Evidence for a S N 2‐Type Pathway for Phosphine Exchange in Phosphine–Phosphenium Cations, [R 2 PPR′ 3 ] +

Abstraction of a Cl − ion from the P ‐chlorophospholes, R 4 C 4 PCl (R=Me, Et), produced the PP bonded cations [R 4 C 4 PP(Cl)C 4 R 4 ] + , which reacted with PPh 3 to afford X‐ray crystallographically characterised phosphine–phosphenium cations [R 4 C 4 P(PPh 3 )] + (R=Me, Et). Examination of the 31 P‐{ 1 H} NMR spectrum of a solution (CH 2 Cl 2 ) of [Et 4 C 4 P(PPh 3 )] + and PPh 3 revealed broadening of the resonances due to both free and coordinated PPh 3 , and importantly it proved possible to measure the rate of exchange between PPh 3 and [Et 4 C 4 P(PPh 3 )] + by line shape analysis (gNMR programmes).
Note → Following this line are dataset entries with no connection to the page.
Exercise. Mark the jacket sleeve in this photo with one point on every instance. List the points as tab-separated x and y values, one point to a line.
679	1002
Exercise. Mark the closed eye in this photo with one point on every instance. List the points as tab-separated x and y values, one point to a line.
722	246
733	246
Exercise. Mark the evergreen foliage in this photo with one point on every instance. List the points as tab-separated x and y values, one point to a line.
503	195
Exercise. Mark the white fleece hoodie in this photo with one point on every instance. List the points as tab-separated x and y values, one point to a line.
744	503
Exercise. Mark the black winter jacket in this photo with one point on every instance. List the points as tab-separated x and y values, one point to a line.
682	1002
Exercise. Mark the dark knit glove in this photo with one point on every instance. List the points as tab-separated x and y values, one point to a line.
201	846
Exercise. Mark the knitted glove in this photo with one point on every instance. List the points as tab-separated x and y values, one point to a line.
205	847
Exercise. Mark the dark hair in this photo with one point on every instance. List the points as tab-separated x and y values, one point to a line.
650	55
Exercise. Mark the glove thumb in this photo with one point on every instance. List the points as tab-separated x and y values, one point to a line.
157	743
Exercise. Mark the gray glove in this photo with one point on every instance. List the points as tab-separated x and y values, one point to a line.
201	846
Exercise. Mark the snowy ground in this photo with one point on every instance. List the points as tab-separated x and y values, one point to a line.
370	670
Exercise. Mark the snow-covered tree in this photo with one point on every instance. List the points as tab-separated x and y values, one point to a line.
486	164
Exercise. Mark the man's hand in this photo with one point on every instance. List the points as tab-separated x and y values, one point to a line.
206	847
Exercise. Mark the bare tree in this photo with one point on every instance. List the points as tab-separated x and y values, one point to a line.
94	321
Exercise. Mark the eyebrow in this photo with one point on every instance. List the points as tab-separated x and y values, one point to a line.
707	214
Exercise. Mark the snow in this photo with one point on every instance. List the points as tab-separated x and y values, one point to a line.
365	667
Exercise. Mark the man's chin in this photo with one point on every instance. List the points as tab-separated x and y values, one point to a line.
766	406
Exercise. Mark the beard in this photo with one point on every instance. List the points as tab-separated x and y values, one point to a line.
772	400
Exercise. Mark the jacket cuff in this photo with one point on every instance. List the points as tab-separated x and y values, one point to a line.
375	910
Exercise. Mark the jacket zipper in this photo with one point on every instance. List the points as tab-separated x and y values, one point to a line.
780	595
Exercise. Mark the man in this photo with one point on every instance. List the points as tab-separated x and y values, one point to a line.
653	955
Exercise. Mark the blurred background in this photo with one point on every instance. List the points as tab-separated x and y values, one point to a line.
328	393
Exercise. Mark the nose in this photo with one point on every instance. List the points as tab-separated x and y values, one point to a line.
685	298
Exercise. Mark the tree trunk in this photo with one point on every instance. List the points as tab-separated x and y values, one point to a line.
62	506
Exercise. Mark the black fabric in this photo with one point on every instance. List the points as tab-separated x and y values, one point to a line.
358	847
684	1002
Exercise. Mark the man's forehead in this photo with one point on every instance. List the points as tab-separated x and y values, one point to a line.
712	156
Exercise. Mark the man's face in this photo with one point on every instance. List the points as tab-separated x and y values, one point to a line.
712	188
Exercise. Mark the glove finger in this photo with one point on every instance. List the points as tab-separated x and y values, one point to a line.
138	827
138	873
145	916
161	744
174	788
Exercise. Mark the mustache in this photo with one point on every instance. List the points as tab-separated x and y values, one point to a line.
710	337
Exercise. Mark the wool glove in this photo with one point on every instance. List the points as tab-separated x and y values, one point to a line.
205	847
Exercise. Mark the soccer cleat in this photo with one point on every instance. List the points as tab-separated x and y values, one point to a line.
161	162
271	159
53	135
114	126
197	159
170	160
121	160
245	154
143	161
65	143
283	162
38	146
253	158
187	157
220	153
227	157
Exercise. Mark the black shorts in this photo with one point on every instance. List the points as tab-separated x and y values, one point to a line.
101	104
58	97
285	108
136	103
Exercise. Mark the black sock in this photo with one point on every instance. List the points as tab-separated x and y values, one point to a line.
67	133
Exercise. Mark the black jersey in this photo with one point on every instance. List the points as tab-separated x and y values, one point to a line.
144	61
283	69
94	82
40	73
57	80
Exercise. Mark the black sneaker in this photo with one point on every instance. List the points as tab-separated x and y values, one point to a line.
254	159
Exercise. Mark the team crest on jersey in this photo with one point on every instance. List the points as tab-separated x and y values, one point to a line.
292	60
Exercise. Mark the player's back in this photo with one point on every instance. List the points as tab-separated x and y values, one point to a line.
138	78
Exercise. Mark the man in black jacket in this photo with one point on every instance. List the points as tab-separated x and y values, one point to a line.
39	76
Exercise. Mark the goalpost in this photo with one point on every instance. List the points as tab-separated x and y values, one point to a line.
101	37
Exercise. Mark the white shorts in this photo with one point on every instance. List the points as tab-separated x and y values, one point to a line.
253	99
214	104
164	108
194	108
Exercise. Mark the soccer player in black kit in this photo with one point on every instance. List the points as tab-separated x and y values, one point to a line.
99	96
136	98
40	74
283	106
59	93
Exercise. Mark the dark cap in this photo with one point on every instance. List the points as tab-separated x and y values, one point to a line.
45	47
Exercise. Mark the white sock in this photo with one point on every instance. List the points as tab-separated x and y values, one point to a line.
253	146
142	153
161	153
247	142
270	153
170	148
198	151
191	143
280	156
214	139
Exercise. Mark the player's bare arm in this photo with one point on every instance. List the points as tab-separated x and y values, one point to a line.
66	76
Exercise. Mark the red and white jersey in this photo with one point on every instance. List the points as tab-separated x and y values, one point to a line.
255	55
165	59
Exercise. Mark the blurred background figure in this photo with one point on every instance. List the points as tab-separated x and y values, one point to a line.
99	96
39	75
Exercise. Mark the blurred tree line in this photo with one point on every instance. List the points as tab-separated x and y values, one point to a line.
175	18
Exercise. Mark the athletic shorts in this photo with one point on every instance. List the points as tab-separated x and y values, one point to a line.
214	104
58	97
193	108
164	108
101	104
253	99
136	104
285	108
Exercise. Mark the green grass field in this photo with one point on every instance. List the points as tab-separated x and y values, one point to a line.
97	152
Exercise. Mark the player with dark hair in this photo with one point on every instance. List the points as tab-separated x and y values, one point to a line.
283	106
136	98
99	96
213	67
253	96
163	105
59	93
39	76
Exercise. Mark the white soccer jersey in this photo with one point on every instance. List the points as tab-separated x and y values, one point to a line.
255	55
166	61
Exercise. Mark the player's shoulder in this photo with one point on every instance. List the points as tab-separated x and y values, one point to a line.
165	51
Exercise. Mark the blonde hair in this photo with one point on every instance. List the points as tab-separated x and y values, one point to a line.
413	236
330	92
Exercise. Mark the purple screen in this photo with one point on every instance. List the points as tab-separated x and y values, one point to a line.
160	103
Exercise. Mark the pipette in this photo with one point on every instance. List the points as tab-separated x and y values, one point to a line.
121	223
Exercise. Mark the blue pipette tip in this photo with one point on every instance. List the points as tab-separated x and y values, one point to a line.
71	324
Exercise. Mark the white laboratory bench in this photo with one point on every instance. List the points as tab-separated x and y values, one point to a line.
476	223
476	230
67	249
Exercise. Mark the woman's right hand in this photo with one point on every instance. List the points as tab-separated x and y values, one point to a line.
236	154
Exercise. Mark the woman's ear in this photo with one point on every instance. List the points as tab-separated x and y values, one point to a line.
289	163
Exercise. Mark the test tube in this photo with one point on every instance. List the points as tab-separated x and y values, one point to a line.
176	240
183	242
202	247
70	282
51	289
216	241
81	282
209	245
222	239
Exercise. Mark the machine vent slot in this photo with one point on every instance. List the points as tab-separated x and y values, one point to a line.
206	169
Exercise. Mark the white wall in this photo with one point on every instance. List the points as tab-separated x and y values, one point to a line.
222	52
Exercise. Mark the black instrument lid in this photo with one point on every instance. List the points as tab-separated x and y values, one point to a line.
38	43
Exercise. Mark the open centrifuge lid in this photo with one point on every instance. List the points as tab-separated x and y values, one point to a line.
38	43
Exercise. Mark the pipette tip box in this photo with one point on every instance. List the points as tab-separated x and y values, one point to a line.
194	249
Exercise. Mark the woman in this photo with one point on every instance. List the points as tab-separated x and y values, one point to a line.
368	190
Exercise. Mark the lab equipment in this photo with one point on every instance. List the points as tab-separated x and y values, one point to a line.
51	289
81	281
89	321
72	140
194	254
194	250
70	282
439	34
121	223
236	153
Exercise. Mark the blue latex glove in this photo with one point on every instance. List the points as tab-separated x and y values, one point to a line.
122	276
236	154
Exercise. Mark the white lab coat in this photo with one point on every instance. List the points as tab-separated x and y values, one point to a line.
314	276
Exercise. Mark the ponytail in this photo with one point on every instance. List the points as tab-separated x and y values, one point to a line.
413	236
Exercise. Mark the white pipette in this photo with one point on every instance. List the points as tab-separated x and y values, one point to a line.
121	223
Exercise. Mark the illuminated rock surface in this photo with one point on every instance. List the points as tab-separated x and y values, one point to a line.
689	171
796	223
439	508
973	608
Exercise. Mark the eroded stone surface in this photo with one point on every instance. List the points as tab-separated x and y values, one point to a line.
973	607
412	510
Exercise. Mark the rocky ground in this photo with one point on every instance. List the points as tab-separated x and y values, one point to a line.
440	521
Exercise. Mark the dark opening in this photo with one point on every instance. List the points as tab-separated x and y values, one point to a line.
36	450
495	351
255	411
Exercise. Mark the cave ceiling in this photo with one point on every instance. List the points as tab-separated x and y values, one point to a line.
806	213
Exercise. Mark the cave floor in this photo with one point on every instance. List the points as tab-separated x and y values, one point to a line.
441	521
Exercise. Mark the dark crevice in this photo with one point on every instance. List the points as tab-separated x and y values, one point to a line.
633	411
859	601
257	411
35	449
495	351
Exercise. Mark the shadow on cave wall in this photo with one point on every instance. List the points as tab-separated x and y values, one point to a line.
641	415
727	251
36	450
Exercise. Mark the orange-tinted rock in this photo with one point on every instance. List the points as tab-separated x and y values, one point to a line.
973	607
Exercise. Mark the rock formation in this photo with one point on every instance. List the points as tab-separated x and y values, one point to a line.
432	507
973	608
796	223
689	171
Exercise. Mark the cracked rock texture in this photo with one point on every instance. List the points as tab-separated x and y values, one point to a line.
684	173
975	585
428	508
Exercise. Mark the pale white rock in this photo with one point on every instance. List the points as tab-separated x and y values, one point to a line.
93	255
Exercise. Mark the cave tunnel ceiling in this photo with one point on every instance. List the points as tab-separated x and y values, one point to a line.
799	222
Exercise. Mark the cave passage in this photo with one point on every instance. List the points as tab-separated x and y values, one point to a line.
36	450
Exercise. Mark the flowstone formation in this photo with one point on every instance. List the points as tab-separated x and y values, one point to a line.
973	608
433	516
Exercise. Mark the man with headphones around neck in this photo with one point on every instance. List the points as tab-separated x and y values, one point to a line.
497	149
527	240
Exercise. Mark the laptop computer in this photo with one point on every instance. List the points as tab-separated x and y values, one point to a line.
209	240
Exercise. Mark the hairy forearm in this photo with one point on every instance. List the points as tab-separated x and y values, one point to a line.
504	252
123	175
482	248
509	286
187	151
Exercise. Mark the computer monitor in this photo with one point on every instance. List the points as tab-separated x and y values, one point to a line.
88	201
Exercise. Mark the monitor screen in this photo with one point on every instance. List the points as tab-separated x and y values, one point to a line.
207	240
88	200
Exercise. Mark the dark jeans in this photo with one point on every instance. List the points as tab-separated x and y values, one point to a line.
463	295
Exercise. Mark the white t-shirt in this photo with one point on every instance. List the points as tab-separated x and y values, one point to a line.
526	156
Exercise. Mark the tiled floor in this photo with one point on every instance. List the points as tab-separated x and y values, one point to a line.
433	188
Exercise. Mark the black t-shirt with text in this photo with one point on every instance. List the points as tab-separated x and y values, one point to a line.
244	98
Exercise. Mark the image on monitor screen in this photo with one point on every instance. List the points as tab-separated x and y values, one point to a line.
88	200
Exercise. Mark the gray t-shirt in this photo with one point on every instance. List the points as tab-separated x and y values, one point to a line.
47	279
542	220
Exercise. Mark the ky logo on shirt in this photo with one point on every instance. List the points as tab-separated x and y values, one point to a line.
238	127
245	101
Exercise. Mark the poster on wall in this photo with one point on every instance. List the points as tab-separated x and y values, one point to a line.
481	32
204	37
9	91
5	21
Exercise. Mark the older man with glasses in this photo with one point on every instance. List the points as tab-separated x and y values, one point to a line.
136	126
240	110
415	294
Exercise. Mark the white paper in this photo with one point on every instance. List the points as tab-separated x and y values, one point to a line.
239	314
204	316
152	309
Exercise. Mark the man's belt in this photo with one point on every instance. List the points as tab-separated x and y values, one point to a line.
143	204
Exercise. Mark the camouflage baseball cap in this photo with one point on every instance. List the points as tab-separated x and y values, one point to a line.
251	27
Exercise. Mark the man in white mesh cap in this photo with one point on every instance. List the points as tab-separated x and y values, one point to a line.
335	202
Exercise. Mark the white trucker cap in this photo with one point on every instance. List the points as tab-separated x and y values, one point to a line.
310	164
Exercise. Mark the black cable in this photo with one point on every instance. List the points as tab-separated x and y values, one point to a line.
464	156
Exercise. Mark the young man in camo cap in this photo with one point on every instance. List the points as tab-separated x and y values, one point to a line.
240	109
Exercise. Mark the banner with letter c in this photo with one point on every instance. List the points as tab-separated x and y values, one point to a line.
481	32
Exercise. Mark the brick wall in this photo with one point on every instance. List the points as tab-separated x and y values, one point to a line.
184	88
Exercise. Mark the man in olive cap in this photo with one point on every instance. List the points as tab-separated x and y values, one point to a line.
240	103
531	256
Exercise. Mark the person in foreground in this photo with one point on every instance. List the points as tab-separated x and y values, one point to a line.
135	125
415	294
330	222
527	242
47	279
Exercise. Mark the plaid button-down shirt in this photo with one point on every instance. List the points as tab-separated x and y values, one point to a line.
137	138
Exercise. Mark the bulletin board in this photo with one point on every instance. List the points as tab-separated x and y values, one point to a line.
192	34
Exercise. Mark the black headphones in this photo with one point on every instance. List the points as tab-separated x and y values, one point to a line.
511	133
The results established second‐order kinetics with Δ S ≠ =(−106.3±6.7) J mol −1  K −1 , Δ H ≠ =(14.9±1.6) kJ mol −1 and Δ G ≠ (298.15 K)=(46.6±2.6) kJ mol −1 , values consistent with a S N 2‐type pathway for the exchange process. This result contrasts with the dominant dissociative (S N 1‐type) pathway reported for the analogous exchange reactions of the [Ar NCH 2 CH 2 N(Ar)P (PMe 3 )] + ion, and to understand in more detail the factors controlling these two different reaction pathways, we have analysed the potential energy surfaces using density functional theory (DFT). The calculations reveal that, whilst phosphine exchange in [Et 4 C 4 P(PPh 3 )] + and [Ar NCH 2 CH 2 N(Ar)P (PMe 3 )] + is superficially similar, the two cations differ significantly in both their electronic and steric requirements. The high electrophilicity of the phosphorus center in [Et 4 C 4 P] + , combined with strong π–π interactions between the ring and the incoming and outgoing phenyl groups of PPh 3 , favours the S N 2‐type over the S N 1‐type pathway in [Et 4 C 4 P(PPh 3 )] + . Effective π‐donation from the amide groups reduces the intrinsic electrophilicity of [Ar NCH 2 CH 2 N(Ar)P ] + , which, when combined with the steric bulk of the aryl groups, shifts the mechanism in favour of a dissociative S N 1‐type pathway.